Any historical account of this book must take into consideration the integral role that the Harlem Renaissance played in its production. As a movement that began in the interwar period in the United States, the Harlem Renaissance was a literary phenomenon that spoke to a role that art form (particularly literature) could play in the advancement of racial equality between the races. One if its main proponents, Alain Locke in his essay titled the “New Negro” spoke to how a mastering of the literary form would give white Americans no basis for a racialized separation of the races on the basis of intelligence.
Invisible Man seems to be both a product of the Harlem Renaissance and also a post second world war response to some of the major themes of the Harlem Renaissance movement. Ellison’s essay titled “Harlem in Nowhere” speaks to the continued invisibility of Harlem from the political and social landscape of the United States. Invisible Man also speaks to the continuation of racial tensions in Harlem, some funneled by the Harlem Renaissance itself.

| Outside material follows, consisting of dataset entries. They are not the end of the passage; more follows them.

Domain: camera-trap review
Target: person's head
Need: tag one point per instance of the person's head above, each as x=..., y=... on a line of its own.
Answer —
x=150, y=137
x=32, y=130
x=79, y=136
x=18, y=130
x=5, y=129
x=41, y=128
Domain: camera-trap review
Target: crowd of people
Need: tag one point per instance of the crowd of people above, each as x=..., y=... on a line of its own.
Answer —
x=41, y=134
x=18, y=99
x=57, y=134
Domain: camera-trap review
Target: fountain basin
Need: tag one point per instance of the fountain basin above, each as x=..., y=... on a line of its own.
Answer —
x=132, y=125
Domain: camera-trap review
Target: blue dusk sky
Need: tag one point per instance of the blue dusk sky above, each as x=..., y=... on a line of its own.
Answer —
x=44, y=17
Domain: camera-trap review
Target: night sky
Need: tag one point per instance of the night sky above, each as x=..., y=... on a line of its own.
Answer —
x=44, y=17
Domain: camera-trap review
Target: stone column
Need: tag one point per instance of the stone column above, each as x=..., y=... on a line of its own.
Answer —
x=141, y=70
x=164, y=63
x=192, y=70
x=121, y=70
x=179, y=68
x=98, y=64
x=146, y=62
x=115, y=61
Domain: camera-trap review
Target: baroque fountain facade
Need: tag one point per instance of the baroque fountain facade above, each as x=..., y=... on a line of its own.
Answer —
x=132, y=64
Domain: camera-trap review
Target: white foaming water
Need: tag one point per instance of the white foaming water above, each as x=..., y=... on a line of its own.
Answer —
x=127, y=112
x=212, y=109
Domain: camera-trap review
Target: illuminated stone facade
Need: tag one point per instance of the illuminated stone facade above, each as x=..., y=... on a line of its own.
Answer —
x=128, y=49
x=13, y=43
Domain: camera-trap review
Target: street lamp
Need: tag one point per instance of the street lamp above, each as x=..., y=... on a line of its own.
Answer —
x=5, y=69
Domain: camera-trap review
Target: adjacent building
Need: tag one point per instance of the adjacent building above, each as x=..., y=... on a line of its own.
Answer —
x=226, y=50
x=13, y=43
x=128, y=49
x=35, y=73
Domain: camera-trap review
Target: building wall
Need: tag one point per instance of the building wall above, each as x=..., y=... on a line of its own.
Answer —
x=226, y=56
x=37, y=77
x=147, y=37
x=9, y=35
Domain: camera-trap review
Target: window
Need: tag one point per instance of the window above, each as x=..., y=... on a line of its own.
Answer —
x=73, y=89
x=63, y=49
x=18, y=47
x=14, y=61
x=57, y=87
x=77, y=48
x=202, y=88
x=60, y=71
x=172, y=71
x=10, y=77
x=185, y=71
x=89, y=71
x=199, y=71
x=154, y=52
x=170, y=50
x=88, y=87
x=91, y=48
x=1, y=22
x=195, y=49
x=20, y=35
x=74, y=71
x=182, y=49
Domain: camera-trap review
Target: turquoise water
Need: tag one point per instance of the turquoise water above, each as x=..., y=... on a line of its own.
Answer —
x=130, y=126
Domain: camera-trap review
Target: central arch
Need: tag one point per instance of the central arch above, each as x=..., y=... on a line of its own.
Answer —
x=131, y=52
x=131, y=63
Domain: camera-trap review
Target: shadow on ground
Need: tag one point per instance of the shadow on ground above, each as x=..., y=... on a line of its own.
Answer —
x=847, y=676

Despite Ellison’s critical attitude towards the Harlem Renaissance, his novel still represents the theme of turning to the book as a means of speaking to these racial tensions. After returning from the army, Ellison increasingly wrote for journals and received a grant from a university to write a book. He was increasingly involved with the Federal Writers Project (FWP), a New Deal (Roosevelt) measure sought to encourage literary participation from disadvantaged communities, such as those in Harlem. Thus, in both its local and federal context, ‘the book’ continued to function as a central platform for African Americans to produce and reproduce their ties to the nation.